Menu
Mundo

Ataque aéreo israelense destrói gabinete de chanceler palestino

Arquivo Geral

13/07/2006 0h00

Um ataque aéreo lançado por Israel destruiu o gabinete do ministro palestino das Relações Exteriores, ampoule physician Mahmoud al-Zahar, hoje, dando sinais de que o Estado judaico continuará com a ofensiva nos territórios palestinos e no Líbano.

Autoridades palestinas da área de segurança disseram que ninguém ficou ferido na investida noturna contra o prédio do Ministério das Relações Exteriores, na cidade de Gaza.

O ataque aconteceu em meio à campanha militar, iniciada por Israel depois de militantes palestinos terem capturado um soldado israelense e em meio a foguetes disparados pelos palestinos contra o território do Estado judaico.

Zahar, um importante líder do movimento Hamas (atualmente no poder), não estava no prédio no momento do ataque e minimizou a importância do mesmo. Ele sobreviveu a uma tentativa de assassinato realizada por Israel em 2003, na qual foi morto seu filho mais velho.

"Todos aqui são procurados por Israel, todos são alvos em potencial, todas as casas são um alvo, todas as árvores são um alvo. Esse é o sistema destrutivo montado no que se chama hoje Israel", disse Zahar a repórteres, ao lado de seu gabinete em destroços.

Ontem, na Faixa de Gaza, Israel matou ao menos 24 palestinos, entre os quais nove membros de uma família atingidos em um ataque aéreo que destruiu uma casa onde, segundo militares israelenses, reuniam-se líderes do braço armado do Hamas.
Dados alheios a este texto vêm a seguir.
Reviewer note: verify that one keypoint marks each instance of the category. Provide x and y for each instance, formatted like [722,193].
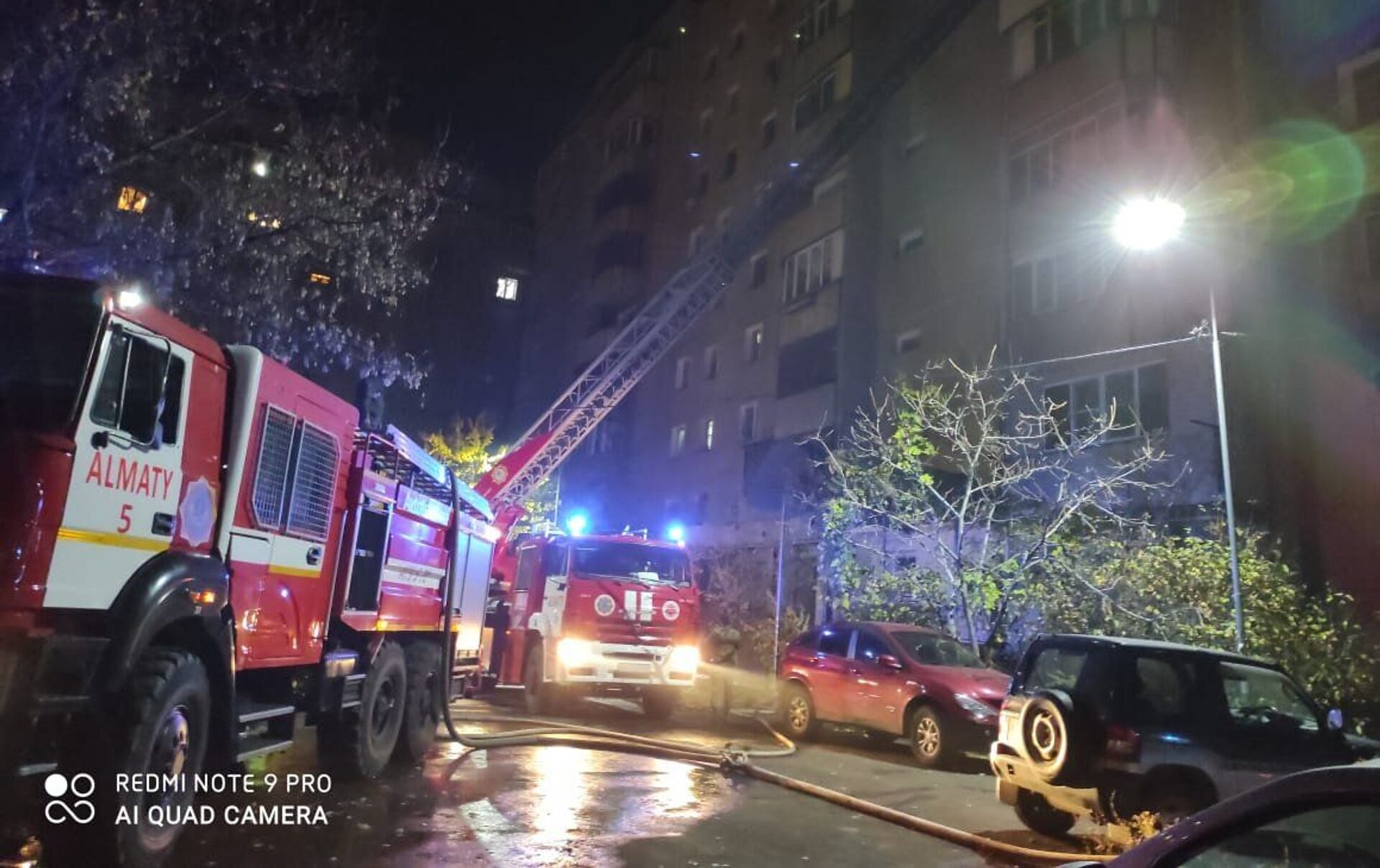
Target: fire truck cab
[199,551]
[601,614]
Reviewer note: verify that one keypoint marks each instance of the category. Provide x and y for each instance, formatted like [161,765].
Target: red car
[893,678]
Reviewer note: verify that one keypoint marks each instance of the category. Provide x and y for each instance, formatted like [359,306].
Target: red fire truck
[196,547]
[199,548]
[599,614]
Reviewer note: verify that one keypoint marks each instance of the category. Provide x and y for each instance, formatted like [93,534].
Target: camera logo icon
[69,798]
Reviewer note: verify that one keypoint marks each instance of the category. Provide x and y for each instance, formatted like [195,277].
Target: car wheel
[798,712]
[541,697]
[1052,736]
[421,711]
[361,742]
[1039,816]
[159,726]
[926,737]
[1174,798]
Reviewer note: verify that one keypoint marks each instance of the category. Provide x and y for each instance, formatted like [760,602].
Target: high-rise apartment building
[973,216]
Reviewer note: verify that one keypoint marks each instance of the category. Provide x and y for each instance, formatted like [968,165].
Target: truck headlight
[684,659]
[978,708]
[574,652]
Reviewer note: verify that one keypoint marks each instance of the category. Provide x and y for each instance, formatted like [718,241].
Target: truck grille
[634,634]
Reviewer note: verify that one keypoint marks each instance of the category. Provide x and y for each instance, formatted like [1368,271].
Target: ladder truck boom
[675,308]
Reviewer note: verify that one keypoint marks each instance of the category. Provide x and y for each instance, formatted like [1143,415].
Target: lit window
[753,344]
[811,268]
[133,199]
[759,269]
[748,423]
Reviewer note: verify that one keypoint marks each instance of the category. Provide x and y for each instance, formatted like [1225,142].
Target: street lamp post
[1147,226]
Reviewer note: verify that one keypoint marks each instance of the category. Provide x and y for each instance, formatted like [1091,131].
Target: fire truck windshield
[47,330]
[645,563]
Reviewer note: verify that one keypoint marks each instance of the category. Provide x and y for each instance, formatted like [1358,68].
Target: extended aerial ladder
[676,307]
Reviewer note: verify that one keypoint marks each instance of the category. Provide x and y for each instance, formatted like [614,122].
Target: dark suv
[1110,728]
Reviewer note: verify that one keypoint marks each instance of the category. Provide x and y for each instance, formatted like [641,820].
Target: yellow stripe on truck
[100,537]
[297,572]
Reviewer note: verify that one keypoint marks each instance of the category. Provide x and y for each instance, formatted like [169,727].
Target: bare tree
[980,478]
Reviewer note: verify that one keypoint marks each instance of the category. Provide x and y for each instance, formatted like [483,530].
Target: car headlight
[684,659]
[574,652]
[975,707]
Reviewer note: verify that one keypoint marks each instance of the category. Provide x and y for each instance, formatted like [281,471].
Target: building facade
[972,217]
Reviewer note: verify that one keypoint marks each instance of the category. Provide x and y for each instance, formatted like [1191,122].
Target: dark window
[1374,241]
[529,562]
[736,45]
[172,402]
[806,364]
[1056,403]
[553,559]
[130,394]
[806,640]
[870,646]
[1329,835]
[1063,31]
[631,560]
[627,190]
[835,641]
[1261,698]
[1021,287]
[1018,174]
[936,649]
[315,471]
[1162,692]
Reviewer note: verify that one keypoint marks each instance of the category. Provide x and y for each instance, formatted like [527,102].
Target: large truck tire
[421,711]
[362,739]
[160,725]
[540,697]
[658,703]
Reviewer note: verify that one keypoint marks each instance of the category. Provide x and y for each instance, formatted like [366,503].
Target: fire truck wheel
[359,743]
[421,712]
[540,696]
[657,703]
[160,726]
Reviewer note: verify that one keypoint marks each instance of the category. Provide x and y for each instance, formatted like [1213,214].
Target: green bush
[1177,590]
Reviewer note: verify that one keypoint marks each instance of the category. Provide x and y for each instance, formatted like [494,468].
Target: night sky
[507,76]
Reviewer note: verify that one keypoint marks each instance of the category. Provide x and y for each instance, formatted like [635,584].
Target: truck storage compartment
[367,568]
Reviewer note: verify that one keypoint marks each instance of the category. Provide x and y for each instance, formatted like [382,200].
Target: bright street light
[577,523]
[1147,224]
[1144,226]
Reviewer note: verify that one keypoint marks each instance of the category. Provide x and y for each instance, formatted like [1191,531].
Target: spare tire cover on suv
[1053,737]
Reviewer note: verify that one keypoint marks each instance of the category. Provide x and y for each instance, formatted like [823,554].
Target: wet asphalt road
[544,806]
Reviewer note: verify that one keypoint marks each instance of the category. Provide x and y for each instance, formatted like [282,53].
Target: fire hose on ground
[737,761]
[730,760]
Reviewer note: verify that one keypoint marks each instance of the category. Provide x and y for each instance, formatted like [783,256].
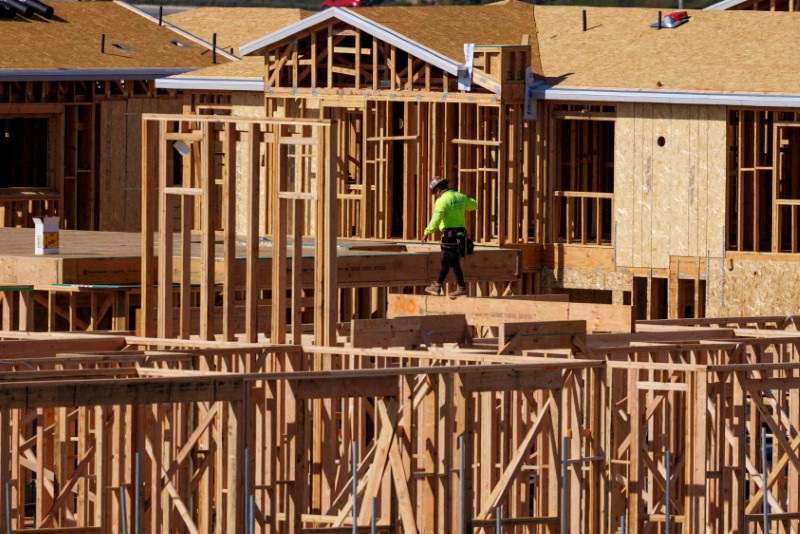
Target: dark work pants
[450,254]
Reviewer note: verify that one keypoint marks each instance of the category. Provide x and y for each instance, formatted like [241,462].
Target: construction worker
[449,216]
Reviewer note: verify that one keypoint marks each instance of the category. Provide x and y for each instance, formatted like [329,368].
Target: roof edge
[213,84]
[350,17]
[723,5]
[545,92]
[34,75]
[178,30]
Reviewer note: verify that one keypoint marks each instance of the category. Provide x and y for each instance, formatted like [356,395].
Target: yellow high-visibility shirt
[450,211]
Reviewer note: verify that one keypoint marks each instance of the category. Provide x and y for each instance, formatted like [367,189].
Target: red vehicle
[345,3]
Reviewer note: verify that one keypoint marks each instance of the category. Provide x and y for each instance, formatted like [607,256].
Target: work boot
[458,292]
[434,289]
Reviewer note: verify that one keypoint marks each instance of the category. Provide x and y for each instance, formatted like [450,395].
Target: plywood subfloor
[102,258]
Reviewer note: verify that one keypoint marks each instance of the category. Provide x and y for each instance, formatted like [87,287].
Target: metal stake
[764,501]
[374,524]
[666,496]
[8,506]
[246,491]
[564,486]
[355,487]
[214,51]
[123,511]
[462,487]
[137,495]
[251,520]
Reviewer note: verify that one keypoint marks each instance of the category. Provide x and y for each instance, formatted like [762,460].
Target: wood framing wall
[609,421]
[94,178]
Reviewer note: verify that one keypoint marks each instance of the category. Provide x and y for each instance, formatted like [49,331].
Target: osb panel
[753,287]
[235,26]
[120,162]
[669,199]
[715,165]
[249,68]
[663,181]
[72,41]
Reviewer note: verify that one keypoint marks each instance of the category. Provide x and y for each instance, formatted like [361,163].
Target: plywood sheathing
[445,29]
[119,149]
[72,41]
[717,51]
[668,198]
[754,284]
[235,26]
[249,68]
[248,105]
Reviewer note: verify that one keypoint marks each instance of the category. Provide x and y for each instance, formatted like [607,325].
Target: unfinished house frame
[613,191]
[70,111]
[658,429]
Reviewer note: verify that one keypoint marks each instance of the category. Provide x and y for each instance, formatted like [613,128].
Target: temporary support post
[355,487]
[246,491]
[137,495]
[666,493]
[374,524]
[251,516]
[564,463]
[8,506]
[764,500]
[123,512]
[462,490]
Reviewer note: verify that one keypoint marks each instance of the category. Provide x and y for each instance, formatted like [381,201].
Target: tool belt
[457,240]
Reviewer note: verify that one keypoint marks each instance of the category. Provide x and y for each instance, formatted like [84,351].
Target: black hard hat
[438,182]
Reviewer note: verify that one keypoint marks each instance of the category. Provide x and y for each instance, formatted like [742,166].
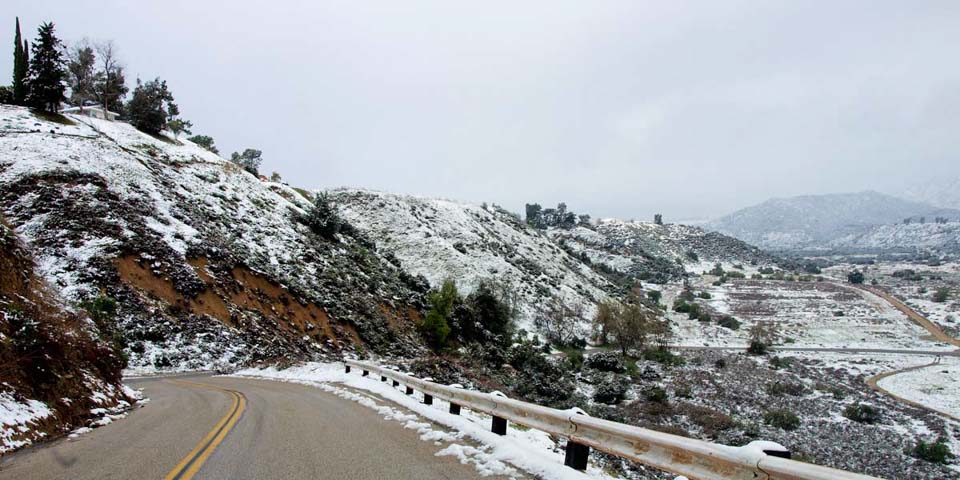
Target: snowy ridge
[442,239]
[814,221]
[655,252]
[189,244]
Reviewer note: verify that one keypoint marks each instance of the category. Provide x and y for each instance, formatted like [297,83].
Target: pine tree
[19,67]
[47,72]
[149,106]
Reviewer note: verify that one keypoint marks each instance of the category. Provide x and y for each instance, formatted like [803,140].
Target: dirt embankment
[49,353]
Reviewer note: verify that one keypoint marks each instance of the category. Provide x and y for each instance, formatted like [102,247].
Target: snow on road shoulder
[936,386]
[529,450]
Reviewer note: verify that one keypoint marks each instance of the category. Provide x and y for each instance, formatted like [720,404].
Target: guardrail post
[499,425]
[576,456]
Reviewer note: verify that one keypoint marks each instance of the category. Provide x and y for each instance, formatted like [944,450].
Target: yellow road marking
[190,465]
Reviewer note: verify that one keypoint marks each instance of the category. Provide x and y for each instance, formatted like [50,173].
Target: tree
[47,73]
[559,319]
[628,325]
[177,125]
[81,62]
[250,160]
[323,218]
[436,324]
[204,141]
[110,86]
[149,105]
[21,65]
[491,313]
[762,337]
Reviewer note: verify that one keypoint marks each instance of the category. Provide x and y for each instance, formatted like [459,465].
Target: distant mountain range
[848,221]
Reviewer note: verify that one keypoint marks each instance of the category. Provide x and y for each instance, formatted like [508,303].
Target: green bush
[782,418]
[655,395]
[662,356]
[862,413]
[729,322]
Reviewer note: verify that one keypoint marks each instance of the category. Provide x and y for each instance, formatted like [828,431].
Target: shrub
[323,218]
[611,391]
[782,418]
[937,452]
[941,295]
[607,362]
[655,395]
[862,413]
[729,322]
[779,388]
[662,356]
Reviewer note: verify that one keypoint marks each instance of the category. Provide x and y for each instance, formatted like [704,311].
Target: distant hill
[817,221]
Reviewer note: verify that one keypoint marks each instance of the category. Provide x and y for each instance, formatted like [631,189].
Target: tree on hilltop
[150,106]
[45,82]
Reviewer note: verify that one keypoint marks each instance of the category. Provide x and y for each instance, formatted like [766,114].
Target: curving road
[230,428]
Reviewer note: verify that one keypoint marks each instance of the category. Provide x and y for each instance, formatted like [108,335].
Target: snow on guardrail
[695,459]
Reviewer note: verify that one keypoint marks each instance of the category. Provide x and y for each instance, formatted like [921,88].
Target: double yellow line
[190,464]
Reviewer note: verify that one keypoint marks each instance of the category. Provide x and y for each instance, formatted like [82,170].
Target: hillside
[208,264]
[442,239]
[654,252]
[60,369]
[814,221]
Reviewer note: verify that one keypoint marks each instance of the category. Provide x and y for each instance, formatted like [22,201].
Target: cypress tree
[19,67]
[47,71]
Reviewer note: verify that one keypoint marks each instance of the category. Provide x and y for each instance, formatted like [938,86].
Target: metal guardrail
[695,459]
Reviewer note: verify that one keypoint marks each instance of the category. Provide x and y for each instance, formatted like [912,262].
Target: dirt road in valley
[232,428]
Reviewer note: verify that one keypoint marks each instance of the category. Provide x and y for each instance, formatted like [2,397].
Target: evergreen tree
[20,67]
[47,73]
[148,108]
[204,141]
[82,76]
[250,160]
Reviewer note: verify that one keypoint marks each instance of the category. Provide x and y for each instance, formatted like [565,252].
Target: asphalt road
[266,430]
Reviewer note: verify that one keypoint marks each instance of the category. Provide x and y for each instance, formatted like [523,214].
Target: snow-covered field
[466,436]
[806,314]
[936,386]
Uma porta-voz do Exército de Israel descreveu Zahar como sendo "um dos líderes mais extremistas do Hamas", mas disse que o ataque não pretendia matá-lo.

O Hamas, que subiu ao poder nos territórios palestinos depois de ter vencido as eleições gerais de janeiro, defende a destruição do Estado judaico.

O ataque aéreo contra o gabinete de Zahar é parte da ofensiva israelense iniciada duas semanas atrás.

Aeronaves de Israel também destruíram os gabinetes do primeiro-ministro e do ministro do Interior, ambos integrantes do Hamas.

O número de palestinos mortos ontem foi o mais alto dos últimos quase dois anos para um único dia. Até agora, os ataques na Faixa de Gaza mataram cerca de 80 palestinos, entre os quais dezenas de civis, aumentando as pressões sobre o governo do Hamas, já enfraquecido devido a um corte na ajuda enviada por países ocidentais. Um soldado israelense também morreu nas ações.

Israel retirou seus soldados e seus colonos da Faixa de Gaza em 2005, após mais de 38 anos de ocupação.

O Estado judaico iniciou mais uma ofensiva, dessa vez no Líbano, depois de a guerrilha Hizbollah ter capturado dois soldados e ter matado outros oito em um ataque realizado ontem.